É interessante constatar a semelhança de situações, problemas e atitutes descritas e o que ocorre em nosso país. É também uma contudente crítica ao neoliberalismo.
Os bancos privados falharam – precisamos de uma solução pública
O escandalo do Barclays revelou o poder incontrolável da City. Mas também oferece uma oportunidade para reestabelecimento do controle democrático.
Seumas Milne
The Guardian – 03/07/2012
O maior perigo do escandalo de manipulação de taxas atualmente assolando a City de Londres é que será gerenciado e neutralizado da maneira usual, sem que nada realmente mude. A “renúncia” forçada de Bob Diamond, CEO do Banco Barclays, nesta terça-feira segue os mesmos desgastados procedimentos para lidar com crises que potencialmente ameacem aqueles no poder: denunciar os piores infratores, deixar que algumas cabeças simbólicas rolem, fazer um inquérito sob controle de um par de mãos confiáveis e ajustar a regulamentação para impedir uma repetição dos delitos mais flagrantes.

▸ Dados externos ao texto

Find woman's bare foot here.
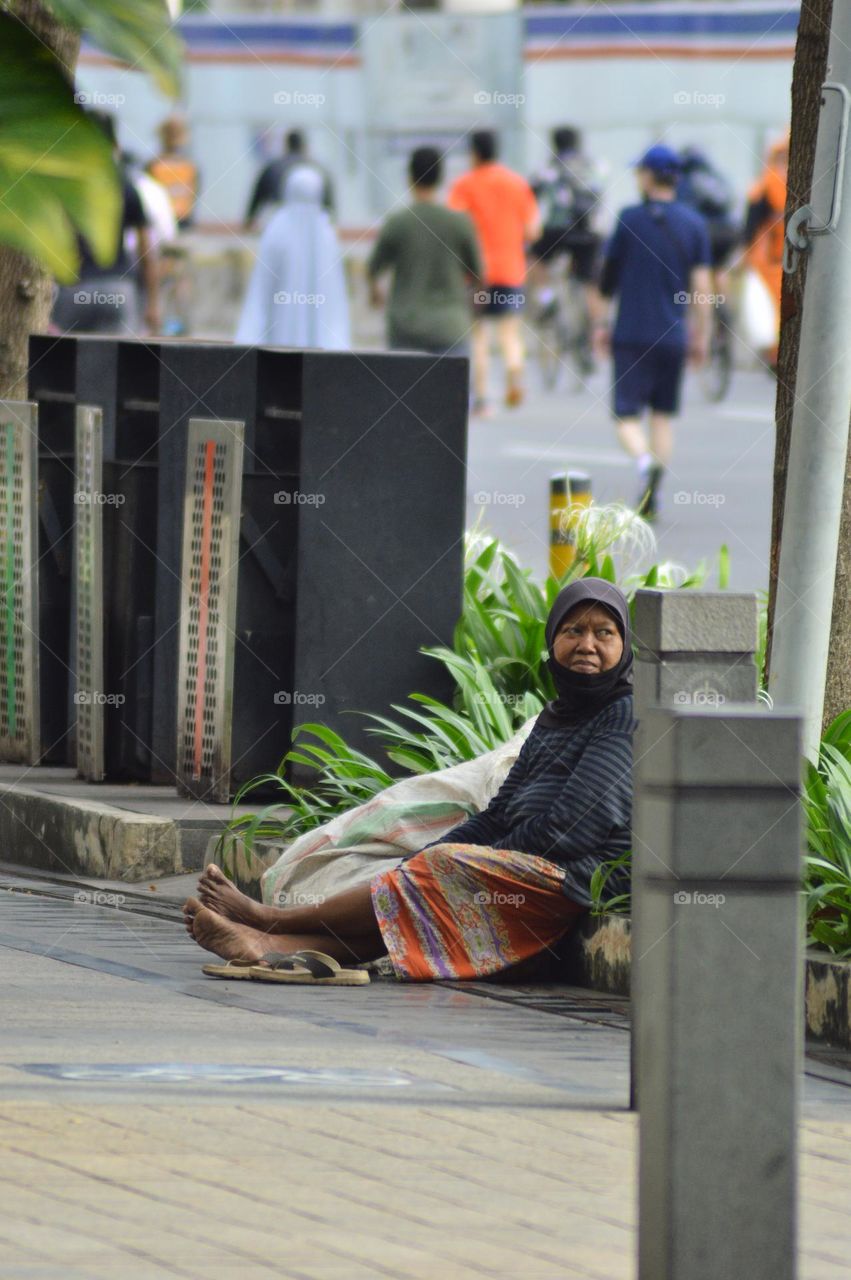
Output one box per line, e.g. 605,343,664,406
198,863,269,929
192,906,270,964
183,897,201,938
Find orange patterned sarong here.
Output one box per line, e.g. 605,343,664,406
371,844,585,982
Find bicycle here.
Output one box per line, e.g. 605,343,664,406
534,273,594,392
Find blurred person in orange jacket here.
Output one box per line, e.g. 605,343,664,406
745,132,790,369
147,115,198,227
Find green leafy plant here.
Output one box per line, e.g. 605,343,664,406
219,506,721,860
0,0,182,284
591,709,851,957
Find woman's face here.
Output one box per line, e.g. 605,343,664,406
553,603,623,676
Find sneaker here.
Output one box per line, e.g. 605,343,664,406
636,462,664,522
470,397,494,417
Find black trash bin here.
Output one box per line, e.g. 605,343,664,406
168,348,467,799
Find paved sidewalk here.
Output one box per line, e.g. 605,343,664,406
0,892,851,1280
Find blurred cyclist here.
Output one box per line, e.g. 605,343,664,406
677,147,740,293
530,125,603,350
447,129,540,415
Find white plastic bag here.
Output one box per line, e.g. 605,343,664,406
738,270,779,352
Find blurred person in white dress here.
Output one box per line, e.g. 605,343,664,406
234,165,351,349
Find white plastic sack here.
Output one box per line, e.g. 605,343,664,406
738,270,781,352
262,717,537,906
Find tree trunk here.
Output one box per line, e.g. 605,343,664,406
0,0,79,399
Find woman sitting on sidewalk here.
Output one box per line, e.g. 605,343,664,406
184,577,633,982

Este tem sido o padrão dos últimos anos quando o sistema britânico passou do desastre da guerra no Iraque para a malversação de despesas parlamentares e grampeamento de comunicações promovida pela mídia (embora no caso do Iraque as únicas cabeças a rolar tenham sido de executivos da BBC e de um recruta das forças armadas). Os bancos que deflagaram a maior crise econômica dos últimos 80 anos foram resgatados e tratados a pão-de-ló, com a perda apenas de um barão da City sacrificado para exibir as consequências de sua atuação irresponsável.
Mas não podemos permitir tal alienação política novamente. A revelação do golpe de manipulação da crucial taxa de juros interbancária Libor – afetando US$500 trilhões em contratos, instrumentos financeiros, hipotecas e empréstimos – sublinhou a escala de corrupção no coração do sistema financeiro. Ocorre após a exposição da venda fraudulenta de derivativos podres e do pagamento de seguros de proteção, evasão fiscal indecente e a quebra no mês anterior do sistema de pagamentos básicos do RBS-NatWest.
Já está bastante claro que a manipulação das taxas, que depende de conluio, vai muito além do Barclays e até da City de Londres. Esse é um dos golpes múltiplos que tornaram-se endêmicos num sistema desgraçadamente desregulado com incentivos embutidos para que cartéis manipulem o preço principal das finanças. E não é só isso, pois a manipulação tornou-se pública há anos – foi denunciada inicialmente em 2008 – e nenhuma atitude foi tomada até agora.
Isso se assemelha ao escândalo de grampeamento de comunicações, que explodiu oito anos após Rebecca Brooks declarar no Parlamento que a News International estava subornando a polícia (Scotland Yard) e sua confissão ser totalmente ignorada. Na terça-feira o Barclays procurava arrolar funcionários do Governo Britânico em seu esquema de manipulação de taxas de 2008, e um irritado Bob Diamond, lutando por uma remuneração de mais de £20 milhões, pode falar ainda mais quando se apresentar nessa quarta-feira diante da Câmara dos Comuns.
Como foi feito com o jornal de Murdoch, os políticos que se humilharam perante a elite financeira estão agora denunciando banqueiros corruptos e um ao outro por falharem em colocá-los sob controle. David Cameron, cujo partido tem mais da metade de sua receita proveniente de doações da City, propõe um inquérito parlamentar com foco restrito a Libor, para impedir uma investigação mais abrangente que possa atribuir culpa ao “entusiasmo” dos Novos Trabalhistas com a “regulamentação mão-suave” como gênese do “crash”.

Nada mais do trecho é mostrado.